After five years of discussion, the Connecticut state Senate made history by voting 19 to 17 to approve a bill that would regulate and tax marijuana for adults 21 and older. The House is expected to take it up before adjourning.
Tennessee Republican Gov. Bill Lee and GOP lawmakers are promoting a narrative that the federal government recently bucked Republican state officials' wishes and began housing unaccompanied minors in Tennessee, a practice that in fact began under former President Donald Trump.
The Biden administration is threatening to sue Texas over its plans to stop state-licensed facilities that are contracted with the federal government from housing migrant children, with a federal attorney calling the state’s move a “direct attack” on federal refugee resettlement efforts. The federal response comes after GOP Gov. Greg Abbott ordered last week that Texas child care regulators revoke the licenses of state-licensed facilities that house migrant children.
A few Alaska and Georgia lawmakers are expected to visit Arizona’s Veterans Memorial Coliseum as the state’s recount continues. Florida-based technology firm Cyber Ninjas is overseeing a subcontractor conducting the hand recount and a ballot inspection process that may be inspecting ballots for watermarks or bamboo fibers, which election officials have dismissed as conspiracy theories.
In the wake of a rash of shootings in the state, Rhode Island Democratic Gov. Dan McKee and his cabinet members joined lawmakers and leading gun violence prevention advocates to call on the General Assembly to pass “common-sense gun legislation” before the legislative session ends in a few weeks.
Arkansas Republican Gov. Asa Hutchinson urged parents to get their children vaccinated as soon as possible, noting that public school and higher education students who are fully vaccinated no longer must quarantine following an exposure to someone with COVID-19.
Louisiana lawmakers passed a bill that would recommend doctors who are providing abortion pills to provide a statement to women that may discourage the abortion. The statement includes references to the pill not always being 100% effective and indicates the abortion could be reversed, a scientifically disputed claim.
Democratic sponsors of the Colorado bill say agriculture workers do grueling work during long days but are not fairly compensated or do not have recourse against retaliation. Opponents say the bill will harm the state’s $41 billion agriculture industry.

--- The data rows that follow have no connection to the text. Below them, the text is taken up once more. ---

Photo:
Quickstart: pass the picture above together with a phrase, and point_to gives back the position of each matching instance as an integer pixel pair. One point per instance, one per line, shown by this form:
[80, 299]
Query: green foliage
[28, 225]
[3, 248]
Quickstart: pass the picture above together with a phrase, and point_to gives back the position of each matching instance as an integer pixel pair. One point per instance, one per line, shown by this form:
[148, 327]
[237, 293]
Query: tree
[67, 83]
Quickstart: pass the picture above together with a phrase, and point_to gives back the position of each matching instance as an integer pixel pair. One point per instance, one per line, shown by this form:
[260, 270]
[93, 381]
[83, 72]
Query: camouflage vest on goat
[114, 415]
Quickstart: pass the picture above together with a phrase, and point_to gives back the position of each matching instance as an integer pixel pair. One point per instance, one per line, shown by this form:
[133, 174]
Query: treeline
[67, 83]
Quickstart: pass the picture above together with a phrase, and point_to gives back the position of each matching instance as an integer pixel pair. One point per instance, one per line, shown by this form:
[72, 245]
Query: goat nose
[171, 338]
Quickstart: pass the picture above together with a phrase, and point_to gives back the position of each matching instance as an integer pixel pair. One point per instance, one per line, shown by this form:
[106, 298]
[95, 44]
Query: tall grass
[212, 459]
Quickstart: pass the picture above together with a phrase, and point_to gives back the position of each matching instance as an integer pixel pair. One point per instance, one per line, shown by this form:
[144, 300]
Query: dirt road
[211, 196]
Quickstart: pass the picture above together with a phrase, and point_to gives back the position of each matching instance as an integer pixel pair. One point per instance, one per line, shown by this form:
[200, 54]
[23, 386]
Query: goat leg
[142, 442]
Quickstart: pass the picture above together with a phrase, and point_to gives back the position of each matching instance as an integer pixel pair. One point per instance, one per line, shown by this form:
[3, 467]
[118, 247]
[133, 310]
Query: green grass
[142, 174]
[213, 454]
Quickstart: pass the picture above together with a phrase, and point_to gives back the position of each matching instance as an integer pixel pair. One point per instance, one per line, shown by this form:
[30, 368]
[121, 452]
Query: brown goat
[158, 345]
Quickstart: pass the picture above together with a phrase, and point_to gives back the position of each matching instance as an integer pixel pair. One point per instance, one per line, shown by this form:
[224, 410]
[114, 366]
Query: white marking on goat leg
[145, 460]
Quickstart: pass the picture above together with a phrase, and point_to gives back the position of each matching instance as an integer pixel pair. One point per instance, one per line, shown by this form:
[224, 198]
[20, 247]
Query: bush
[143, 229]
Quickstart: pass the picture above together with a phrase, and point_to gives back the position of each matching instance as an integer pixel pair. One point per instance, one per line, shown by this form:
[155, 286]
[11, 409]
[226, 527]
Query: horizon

Republican Gov. Mark Gordon is dedicating up to $12 million in federal CARES Act funds to relaunch the Energy Rebound Program, which is designed to get more people working in Wyoming’s energy industry. Currently, there are nine drilling rigs operating in Wyoming, down from more than 30 in February 2020.
Since Washington state expanded COVID-19 vaccine availability on May 13, more than 109,000 Washington residents 12 to 15 have received shots. The effort also comes as the state pushes schools to have full, in-person classes in the fall.
Wisconsin's financial situation grew even rosier as the legislature's nonpartisan budget office projected state tax revenues would grow by $4.4 billion more than previously expected. The revenue estimates left state government with more money available than during any budget cycle in recent memory, a stark change from just last year when policymakers worried the pandemic could sink revenues and force deep spending cuts.
Delaware state senators repealed youth and training wages, undoing a bill passed by Republican lawmakers during a 2018 budget showdown. That provision allows employers to pay workers under 18 or those less than three months on the job 50 cents less than the minimum wage.